Capacitors and Dielectrics

Capacitors and Dielectrics

A capacitor is a device used to store electric charge. Capacitors have applications ranging from filtering static out of radio reception to energy storage in heart defibrillators. Typically, commercial capacitors have two conducting parts close to one another, but not touching, such as those in this figure. (Most of the time an insulator is used between the two plates to provide separation—see the discussion on dielectrics below.) When battery terminals are connected to an initially uncharged capacitor, equal amounts of positive and negative charge, \(+Q\) and \(–Q\), are separated into its two plates. The capacitor remains neutral overall, but we refer to it as storing a charge \(Q\) in this circumstance.

The amount of charge \(Q\) a capacitor can store depends on two major factors—the voltage applied and the capacitor’s physical characteristics, such as its size.

A system composed of two identical, parallel conducting plates separated by a distance, as in this figure, is called a parallel plate capacitor. It is easy to see the relationship between the voltage and the stored charge for a parallel plate capacitor, as shown in this figure. Each electric field line starts on an individual positive charge and ends on a negative one, so that there will be more field lines if there is more charge. (Drawing a single field line per charge is a convenience, only. We can draw many field lines for each charge, but the total number is proportional to the number of charges.) The electric field strength is, thus, directly proportional to \(Q\).

The field is proportional to the charge:

\(E\propto Q,\)

where the symbol \(\propto \) means “proportional to.” From the discussion in Electric Potential in a Uniform Electric Field, we know that the voltage across parallel plates is \(V=\text{Ed}\). Thus,

\(V\propto E.\)

It follows, then, that \(\mathrm{V \propto }\phantom{\rule{0.25em}{0ex}}Q\), and conversely,

\(Q\propto V.\)

This is true in general: The greater the voltage applied to any capacitor, the greater the charge stored in it.

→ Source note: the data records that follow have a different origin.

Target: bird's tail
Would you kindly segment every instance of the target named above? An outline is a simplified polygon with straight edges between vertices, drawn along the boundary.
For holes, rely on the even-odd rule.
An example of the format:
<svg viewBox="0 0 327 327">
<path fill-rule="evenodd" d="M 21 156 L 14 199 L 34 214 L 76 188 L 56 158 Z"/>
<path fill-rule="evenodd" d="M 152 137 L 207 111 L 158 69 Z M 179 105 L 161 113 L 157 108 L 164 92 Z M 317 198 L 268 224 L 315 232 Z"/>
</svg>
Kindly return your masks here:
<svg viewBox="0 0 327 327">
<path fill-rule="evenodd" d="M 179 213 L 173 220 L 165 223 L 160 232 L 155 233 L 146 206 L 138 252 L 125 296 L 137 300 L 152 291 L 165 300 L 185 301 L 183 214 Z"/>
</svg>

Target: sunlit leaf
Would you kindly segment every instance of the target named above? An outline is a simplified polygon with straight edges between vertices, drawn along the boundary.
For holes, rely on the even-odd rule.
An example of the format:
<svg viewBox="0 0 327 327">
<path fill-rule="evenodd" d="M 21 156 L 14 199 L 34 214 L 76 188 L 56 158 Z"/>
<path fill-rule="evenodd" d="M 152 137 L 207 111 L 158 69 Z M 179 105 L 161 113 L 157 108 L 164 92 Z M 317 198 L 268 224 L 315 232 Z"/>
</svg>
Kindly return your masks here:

Different capacitors will store different amounts of charge for the same applied voltage, depending on their physical characteristics. We define their capacitance \(C\) to be such that the charge \(Q\) stored in a capacitor is proportional to \(C\). The charge stored in a capacitor is given by

\(Q=\text{CV}.\)

This equation expresses the two major factors affecting the amount of charge stored. Those factors are the physical characteristics of the capacitor, \(C\), and the voltage, \(V\). Rearranging the equation, we see that capacitance \(C\) is the amount of charge stored per volt, or

\(C=\cfrac{Q}{V}.\)

The unit of capacitance is the farad (F), named for Michael Faraday (1791–1867), an English scientist who contributed to the fields of electromagnetism and electrochemistry. Since capacitance is charge per unit voltage, we see that a farad is a coulomb per volt, or

\(\text{1 F}=\cfrac{\text{1 C}}{\text{1 V}}.\)

A 1-farad capacitor would be able to store 1 coulomb (a very large amount of charge) with the application of only 1 volt. One farad is, thus, a very large capacitance. Typical capacitors range from fractions of a picofarad \((1 pF={\text{10}}^{\text{–12}}\phantom{\rule{0.25em}{0ex}}\text{F})\) to millifarads \((1 mF={\text{10}}^{–3}\phantom{\rule{0.25em}{0ex}}\text{F})\).

This figure shows some common capacitors. Capacitors are primarily made of ceramic, glass, or plastic, depending upon purpose and size. Insulating materials, called dielectrics, are commonly used in their construction, as discussed below.